I’m a deviled egg fiend. Put a plate in front of me at a potluck or picnic, and they’ll be gone within minutes. That dense, creamy filling. The tiny, perfect-for-a-bite size. I can’t get enough. They make me think of warm weather, bare legs, a whisper of wind in the trees.
But I’ve never made them before, for whatever reason, so in honor of our inaugural spring picnic on the patio, I decided to make a batch. I gussied them up a bit with some chopped up parsley and prosciutto. Paired with a crisp wine, soft cheese, and miniature toasts, they were a perfect way to enjoy spring.
They almost make me forget that it snowed (!!) last night.
Prosciutto and Parsley Deviled Eggs | makes 6 deviled eggs
- 3 large eggs
- 1 teaspoon grainy brown mustard
- 2 tablespoons mayonnaise
- 2 slices of prosciutto, chopped, plus 2 slices divided into ribbons and reserved for garnish
- 3 springs parsley, chopped
- salt to taste (you won’t need much)
Boil the eggs.
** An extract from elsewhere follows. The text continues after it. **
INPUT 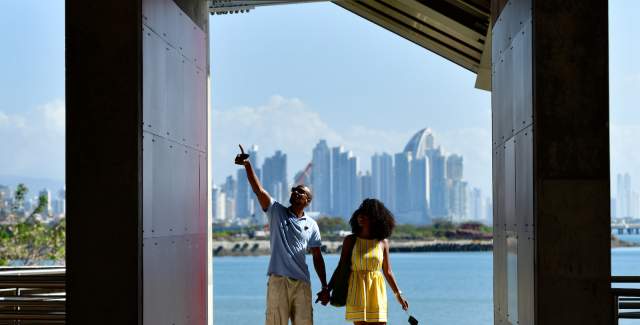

My method is to add the eggs to cold water, bring everything to a rolling boil, then turn off the heat and let the pot stand for ten minutes. At the end of that time, I run the eggs under cold water and peel them. Let the peeled eggs cool a bit before handling.
Meanwhile, combine the mustard, mayo, prosciutto, and parsley. When the eggs are cool, gently scoop out the yolks with a spoon and add them to your filling mixture. Mash everything up to combine. You’ll want to taste to see if you need more salt, but chances are, the prosciutto gives enough salt. Add the filling back to the hollowed-out eggs, using a spoon or pastry bag.
Garnish each egg half with parsley and a thin ribbon of the prosciutto.